In another part of the city, an underground art group for transgender people organized by Center T met on a warm afternoon last month, in an atmosphere so exuberant that the outside world of politicians whipping up anti-transgender sentiment seemed far away for a few hours.
Some made bright, colorful drawings, while others opted for monochrome shades depicting dark images. In the corner, a group carefully braided one another’s hair.
A tall woman, Zhenya, swept into the room to torrents of congratulations, waving the new passport she had just received marked with her female gender.
Others told stories of family rejection, suicidal feelings, isolation and confusion. They expressed fears about buying illegal hormones or accessing surgical interventions and dreamed of leaving Russia.
For many, the weekly art meetings are their most important social connection and support, and for some, help overcome suicidal feelings amid the demonization of transgender people.
Outside their tranquil underground space, politicians are closing their support organizations and passing stringent new laws attacking their very identity.
“The majority of people are very conservative and they don’t understand anything about transgender people and are against them. So the party of power adopted this law to gain popularity and to hang on to power as long as possible,” Yulia Alyoshina, a transgender politician who planned to run for office until the new law forced her to drop out. “This will create more hatred in society.”
She said transgender people who could afford it would emigrate or go overseas for medical treatment. But most would not be able to and would be at risk of substance abuse, self-harm or suicide. “The law normalizes an insulting attitude to transgender people, as if they are inferior. What can be more cruel than banning your right to medical help?”

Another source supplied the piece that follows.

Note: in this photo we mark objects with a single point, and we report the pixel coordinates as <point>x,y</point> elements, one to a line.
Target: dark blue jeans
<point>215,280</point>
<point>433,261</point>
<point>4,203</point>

Vladimir Komov, a lawyer with Russian LGBTQ+ legal rights group, DELO LGBT, which handles 300 legal consultations per month, said new homophobic and transphobic groups have been springing up online, with cases of violence against transgender people rising.
Nearly a third of the cases the group takes to court involve violent assaults against clients, yet courts rarely classify these as hate crimes, he said.
DELO LGBT lawyers representing Center T at hearings in July over its closure, were attacked with pepper spray outside the court.
“We were getting into the taxi, and a young guy with pepper spray and his face covered with a mask jumped out like a bolt from the blue and sprayed one of our expert witnesses directly in the face,” said DELO LGBT lawyer Robert Lebedev, a transgender man. “I heard the people he attacked screaming with pain, and then he ran off. I was angry because the police took ages to arrive — around three or four hours — and then they didn’t want to investigate.” Seven people were affected by the attack.
Initially, the persecution of LGBTQ+ people was framed as a matter of protecting children, said Komov, one of the lawyers, but that has changed in recent times.
“Now it is framed at state level — to protect the security of the state, to fight against extremism,” Komov said. “Since the new law, people believe they have a right to harass LGBT people, that they’re doing what Putin told them to do, and they’re following government policy. Now it’s because they’re queer people and the government hates them.”
Dvorkin started Center T three years ago, because discrimination against transgender people at the time was “terrible.”
“But at the time we did not even know what terrible is,” he said.